Now we are off to install an Optima Red Top battery in the Fairlane…
This was a great day. Our belly’s full of a good Easter dinner, some time in the garage, and sparking the imagination of a young child’s mind. I ask each and everyone of you, at any chance you get, bring a kid into your garage and show them something simple and watch them grow.
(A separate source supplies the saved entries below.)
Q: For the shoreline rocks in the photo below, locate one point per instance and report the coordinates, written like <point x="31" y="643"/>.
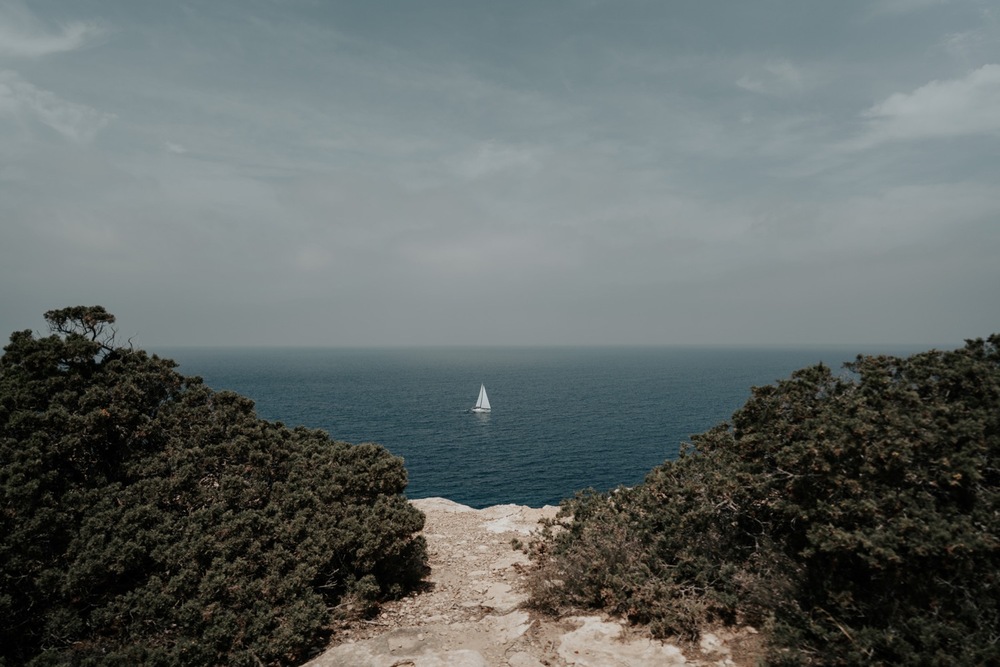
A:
<point x="472" y="614"/>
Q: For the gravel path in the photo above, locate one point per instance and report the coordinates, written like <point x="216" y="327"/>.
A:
<point x="472" y="614"/>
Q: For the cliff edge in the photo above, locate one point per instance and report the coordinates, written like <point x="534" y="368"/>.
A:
<point x="472" y="614"/>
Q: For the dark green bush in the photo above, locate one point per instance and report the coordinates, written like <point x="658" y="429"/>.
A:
<point x="856" y="519"/>
<point x="146" y="519"/>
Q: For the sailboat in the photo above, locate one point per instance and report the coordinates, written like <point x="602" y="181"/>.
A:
<point x="483" y="402"/>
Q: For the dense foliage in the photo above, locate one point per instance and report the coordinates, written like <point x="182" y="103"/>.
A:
<point x="146" y="519"/>
<point x="856" y="519"/>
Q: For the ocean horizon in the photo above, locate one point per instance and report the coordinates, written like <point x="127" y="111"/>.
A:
<point x="563" y="419"/>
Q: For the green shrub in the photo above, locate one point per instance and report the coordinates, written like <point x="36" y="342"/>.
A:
<point x="146" y="519"/>
<point x="854" y="518"/>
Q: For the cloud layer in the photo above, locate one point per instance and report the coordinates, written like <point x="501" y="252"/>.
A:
<point x="454" y="174"/>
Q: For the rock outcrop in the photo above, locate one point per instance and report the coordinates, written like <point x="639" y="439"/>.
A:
<point x="472" y="614"/>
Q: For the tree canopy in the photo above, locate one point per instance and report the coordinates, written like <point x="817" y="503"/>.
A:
<point x="855" y="518"/>
<point x="147" y="519"/>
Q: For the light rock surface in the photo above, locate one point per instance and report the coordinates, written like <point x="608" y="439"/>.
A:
<point x="473" y="615"/>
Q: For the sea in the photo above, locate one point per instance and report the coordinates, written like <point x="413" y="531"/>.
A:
<point x="563" y="419"/>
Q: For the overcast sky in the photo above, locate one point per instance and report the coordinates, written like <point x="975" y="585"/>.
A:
<point x="518" y="172"/>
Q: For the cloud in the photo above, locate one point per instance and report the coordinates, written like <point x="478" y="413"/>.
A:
<point x="22" y="36"/>
<point x="77" y="122"/>
<point x="895" y="7"/>
<point x="491" y="158"/>
<point x="957" y="107"/>
<point x="777" y="78"/>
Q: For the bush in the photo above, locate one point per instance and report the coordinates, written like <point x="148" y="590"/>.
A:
<point x="854" y="518"/>
<point x="147" y="519"/>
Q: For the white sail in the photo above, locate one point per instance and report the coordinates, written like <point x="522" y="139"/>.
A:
<point x="483" y="402"/>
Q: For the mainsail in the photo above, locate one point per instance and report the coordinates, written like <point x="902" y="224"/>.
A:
<point x="483" y="402"/>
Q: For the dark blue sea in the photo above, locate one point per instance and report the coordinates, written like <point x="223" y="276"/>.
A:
<point x="563" y="419"/>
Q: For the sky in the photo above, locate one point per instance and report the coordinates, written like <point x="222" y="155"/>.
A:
<point x="456" y="172"/>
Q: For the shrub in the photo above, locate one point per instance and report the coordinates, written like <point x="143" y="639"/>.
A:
<point x="855" y="518"/>
<point x="147" y="519"/>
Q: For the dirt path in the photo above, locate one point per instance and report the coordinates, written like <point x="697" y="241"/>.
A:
<point x="472" y="615"/>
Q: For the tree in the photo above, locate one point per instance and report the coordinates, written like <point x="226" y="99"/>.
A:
<point x="145" y="518"/>
<point x="856" y="518"/>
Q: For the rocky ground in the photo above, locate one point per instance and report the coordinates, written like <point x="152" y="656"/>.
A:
<point x="472" y="614"/>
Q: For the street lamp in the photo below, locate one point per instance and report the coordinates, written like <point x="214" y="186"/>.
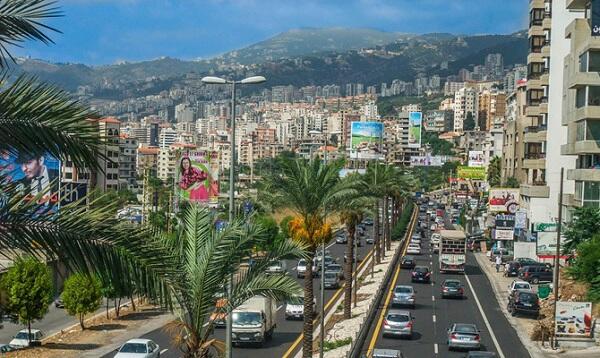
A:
<point x="222" y="81"/>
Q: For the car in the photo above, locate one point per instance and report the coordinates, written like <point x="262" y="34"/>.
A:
<point x="420" y="274"/>
<point x="463" y="336"/>
<point x="337" y="269"/>
<point x="518" y="285"/>
<point x="452" y="288"/>
<point x="523" y="301"/>
<point x="413" y="249"/>
<point x="404" y="295"/>
<point x="536" y="274"/>
<point x="408" y="262"/>
<point x="331" y="280"/>
<point x="398" y="323"/>
<point x="386" y="353"/>
<point x="142" y="348"/>
<point x="275" y="268"/>
<point x="21" y="338"/>
<point x="294" y="307"/>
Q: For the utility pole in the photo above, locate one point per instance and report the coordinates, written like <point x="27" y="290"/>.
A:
<point x="557" y="257"/>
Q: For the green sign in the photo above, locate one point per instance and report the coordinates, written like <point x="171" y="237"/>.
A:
<point x="471" y="173"/>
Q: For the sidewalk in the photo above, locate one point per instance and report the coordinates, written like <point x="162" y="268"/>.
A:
<point x="523" y="325"/>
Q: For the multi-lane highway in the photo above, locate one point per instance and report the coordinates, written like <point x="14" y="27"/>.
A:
<point x="433" y="315"/>
<point x="285" y="338"/>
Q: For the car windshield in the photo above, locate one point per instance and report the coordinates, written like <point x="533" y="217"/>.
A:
<point x="403" y="290"/>
<point x="465" y="328"/>
<point x="398" y="317"/>
<point x="133" y="348"/>
<point x="246" y="318"/>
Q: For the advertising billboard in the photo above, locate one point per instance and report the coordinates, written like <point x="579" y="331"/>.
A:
<point x="415" y="125"/>
<point x="34" y="175"/>
<point x="573" y="318"/>
<point x="426" y="161"/>
<point x="198" y="176"/>
<point x="471" y="173"/>
<point x="366" y="140"/>
<point x="476" y="159"/>
<point x="504" y="200"/>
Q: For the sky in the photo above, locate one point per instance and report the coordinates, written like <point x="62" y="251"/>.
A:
<point x="97" y="32"/>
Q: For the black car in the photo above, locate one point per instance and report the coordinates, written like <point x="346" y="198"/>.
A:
<point x="420" y="274"/>
<point x="536" y="274"/>
<point x="408" y="262"/>
<point x="525" y="302"/>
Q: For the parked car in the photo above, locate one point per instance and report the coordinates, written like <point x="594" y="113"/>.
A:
<point x="525" y="302"/>
<point x="331" y="280"/>
<point x="21" y="338"/>
<point x="142" y="348"/>
<point x="536" y="274"/>
<point x="398" y="323"/>
<point x="420" y="274"/>
<point x="404" y="295"/>
<point x="452" y="288"/>
<point x="408" y="262"/>
<point x="463" y="336"/>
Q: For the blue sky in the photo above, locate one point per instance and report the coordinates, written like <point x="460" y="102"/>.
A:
<point x="105" y="31"/>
ADDENDUM 4/11/16 Two weeks after installation:
I was rode the bike into the Blacktop HQ a couple of days after the installation of the Pulstar Plugs. I noticed that the pipes were not running as hot as they have been. First a brief history. About a month ago we removed the chrome heat shields on the Sampson true dual head pipes, and wrapped the pipes with HeatShield Products Cobra Skin exhaust wrap. One thing I noticed about that installation, is the heat, especially under my left thigh, where the rear cylinder header twists and turns. Something I was going to talk to Steve at HeatShield about. But after installing the Pulstar plugs, I noticed the pipe not as hot. It was a similar day before and after, and the same ride about 7 miles on sidestreets with morning SoCal traffic and hitting almost every traffic light.
So I contacted Enerpulse, makers of Pulstar to ask: “Is it possible to have a cooler exhaust temperature with their “pulse plugs”?
Stephen Marino, Senior Program Manager at Enerpulse, contacted me today and replied with this note: “We’ve seen this phenomenon before. Improved engine efficiency, by definition, means converting more of the potential energy in the fuel into kinetic energy rather than heat. It’s not uncommon to see lower EGTs, and engine coolant temperatures with our plugs.”
Here’s another note that may attribute to the cooler exhaust temp. We also changed out all the fluids with AMSOIL products. I noticed a quieter running drivetrain, and now added heat reduction… I say great choices all around on my old pig. OK, maybe not that old, but plenty of miles on it: 62,000+.